Prevention programs can delay or hinder the development of type 2 diabetes in high-risk adults and lower health care costs, according to results from a randomized controlled clinical trial.
“The adoption of diabetes prevention programs by health plans and society will result in important health benefits over 10 years and represents a good value for the money spent,” researchers wrote in the Diabetes Prevention Program Outcomes Study (DPPOS).
William H. Herman, MD, MPH, of the DPP Research Group and director of the Michigan Center for Diabetes Translational Research, and researchers designed a 10-year trial that examined 3,234 men and women of varying races, with an average age of 51 years. Participants were randomly assigned to one of three intervention categories for the prevention of type 2 diabetes: lifestyle, metformin or placebo.
Members in the lifestyle group were asked to achieve weight loss of at least 7% of their initial body weight through diet and moderate physical activity of at least 150 minutes per week. After 1 month, those in medical intervention groups were switched from 850 mg once-daily metformin or placebo to 850 mg twice-daily metformin. Each participant was given a case manager to emphasize a healthy lifestyle.
After 3 years, 2,766 of the original 3,234 participants (88%) were eligible for a follow-up, including 910 participants from the lifestyle group, 924 from the metformin group and 932 from the placebo group.
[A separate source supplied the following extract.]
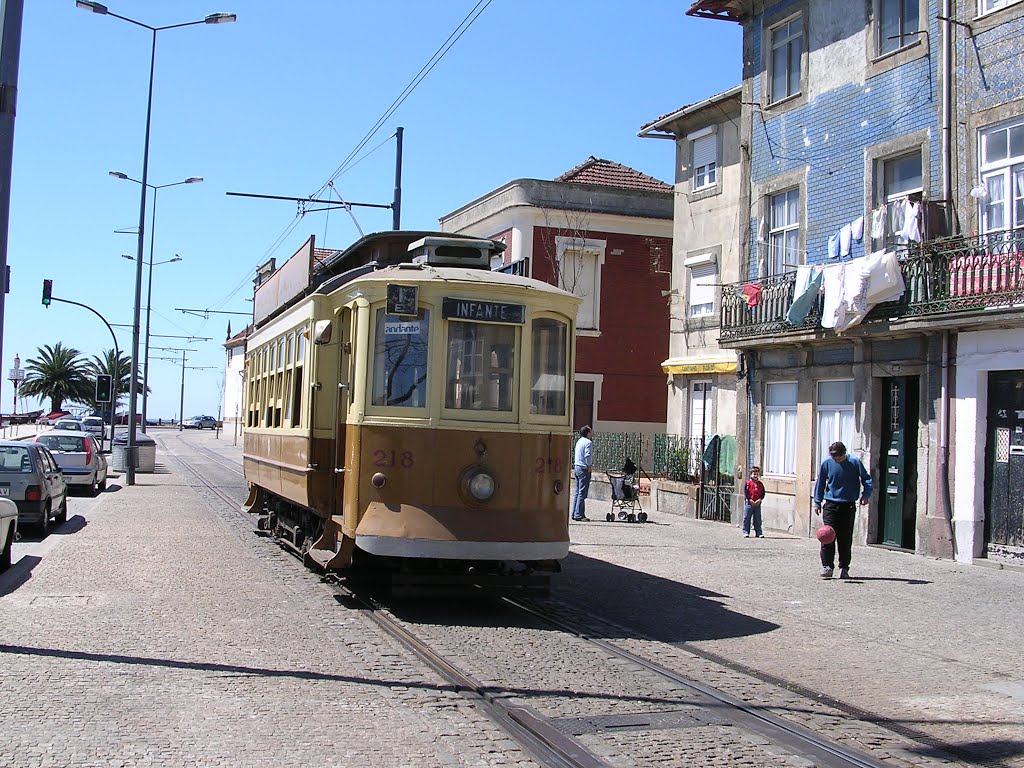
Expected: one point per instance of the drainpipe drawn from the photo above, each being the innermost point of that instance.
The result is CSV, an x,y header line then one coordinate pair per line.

Interventions were given to participants who developed diabetes.
Over 10 years, researchers found that the cumulative, undiscounted per capita direct medical costs of lifestyle intervention reached $4,601, considerably more than the metformin group ($2,300) or the placebo group ($769).
The researchers said the well-being score was rated best for the lifestyle (6.81) and metformin groups (6.69) vs. placebo (6.67).
They concluded that lifestyle interventions may be too expensive for health plans or to create a national program; however, they demonstrated that lifestyle intervention is cost-effective and metformin intervention is cost-saving when compared with placebo.
Disclosure: Bristol-Myers Squibb and Parke-Davis provided additional funding and material support during the DPP trial. Lipha (Merck-Sante) provided medication, and LifeScan Inc. donated materials during the DPP and the DPPOS. No other relevant financial disclosures were reported.